A version of Howard that commits himself to creating daylight for John Wall and Bradley Beal, to rolling hard in the half-court and rim-running with a purpose in transition, and to attacking the glass and defending the paint again and again and again, irrespective of how many times he gets an entry pass on the block so he can commandeer a possession, can absolutely still be a very valuable player capable of helping the Wizards vault back into the upper half of the Eastern Conference playoff picture. One who’s intent on proving that he’s adding all sorts of new wrinkles to his repertoire in Year 15, though, might only muddy the waters … and the guess here is that head coach Scott Brooks knows it. From Chase Hughes of NBC Sports Washington:

“Last season was probably the most confident I’ve been in my career as far as just doing everything on the floor; handling the ball, shooting, being more of an offensive threat in iso situations and stuff like that,” Howard said. “I’m going to continue to work on that stuff.” […]

It will be up to head coach Scott Brooks how Howard is used and he thinks the eight-time All-Star is just fine the way he is.

“Definitely, the game has changed, but a lot of times with that change it still remains the same. You need a big and when you have a talented big, you use him,” Brooks said. “He brings a skillset and a talent that only a few guys in the league that can do.”

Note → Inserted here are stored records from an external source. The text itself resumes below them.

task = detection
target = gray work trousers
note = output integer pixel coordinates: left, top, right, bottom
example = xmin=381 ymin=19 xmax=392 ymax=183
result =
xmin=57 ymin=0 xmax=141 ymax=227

The question, now, is whether Howard’s more interested in showcasing his new skills than he is on maximizing his old ones. Yes, it’s an age of unicorns in the NBA, but it seems much more likely that Dwight will be most effective for this year’s Wiz by focusing on getting back to being a thoroughbred than by trying to pull off a pair of cosplay wings. If Howard’s able to take care of his prime objectives — screen-setting, rebounding, controlling the defensive lane, stretching the floor as a lob threat — while also adding the occasional dash of spice on the offensive end, then the Wizards could be in position to take a big step forward. But if Howard, Brooks and Wall can’t find the right balance, then one of the league’s most combustible rosters could wind up blowing up in a big way, scuttling Washington’s chances of making any noise in the shuffled-up East.